# lowering my A6, how?



## Torsten (Jan 29, 2006)

im thinking of lowering my A6 1.8T. i dont wanna go that low because of daily using the car. 
what do you guys suggest? just lowering springs? or coils (raceland)? 
i dont want to spend too much money but the car aready has 187k km's on the clock so new shocks would be needful ?


----------



## Snowhere (Jul 27, 2007)

*Re: lowering my A6, how? (Torsten)*

Kyle likes his HR racing springs, but he claims it dropped his A6 around 3"! Supposedly, they are only supposed to drop the car half that. Unfortunately, there does not seem to be a lot of options for the A6. I know that I am currently looking for suspension stuff for my avant and there does not seem to be much out there.


----------



## EK20 (Sep 28, 2004)

I'm enjoying the H&R Race Springs so far. It came with the sport suspension, so I wasn't worried about replacing the struts right away though.


----------



## german-dub (Oct 20, 2009)

*Re: (EK20)*

what about getting higher in the front as in the back by using springs with stock shocks ?? i remember back in the days my old car used to be like that.


----------



## EK20 (Sep 28, 2004)

*Re: (german-dub)*

Luckily I haven't had any issues with the reverse rake look.


----------



## Snowhere (Jul 27, 2007)

*Re: (EK20)*


_Quote, originally posted by *EK20* »_Luckily I haven't had any issues with the reverse rake look.

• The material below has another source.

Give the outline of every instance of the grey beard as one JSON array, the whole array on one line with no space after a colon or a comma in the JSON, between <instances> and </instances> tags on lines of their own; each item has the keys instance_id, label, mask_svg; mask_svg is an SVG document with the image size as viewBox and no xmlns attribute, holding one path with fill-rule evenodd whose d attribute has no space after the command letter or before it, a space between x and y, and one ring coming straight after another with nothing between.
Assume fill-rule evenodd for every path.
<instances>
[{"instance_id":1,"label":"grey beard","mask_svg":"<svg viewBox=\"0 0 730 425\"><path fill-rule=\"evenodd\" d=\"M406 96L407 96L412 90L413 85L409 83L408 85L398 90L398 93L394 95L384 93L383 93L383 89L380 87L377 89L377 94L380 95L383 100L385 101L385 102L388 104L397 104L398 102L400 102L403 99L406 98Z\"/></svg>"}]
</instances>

I am sure I have that look when ever I have the family in the avant. 2 adults, 2 kids, 1 Australian Sheppard, and the hatch area stuffed plus the rocket box filled on top. Hence I don't want any sort of lowering springs. Add in snowy climate for 8 months of the year and I need my 4x4 status!


----------



## german-dub (Oct 20, 2009)

*Re: (Snowhere)*

well, im just having a small 1.8 engine too and you cars are heavier than mine in the front. that could be a prob i guess 


_Modified by german-dub at 5:30 AM 11-17-2009_


----------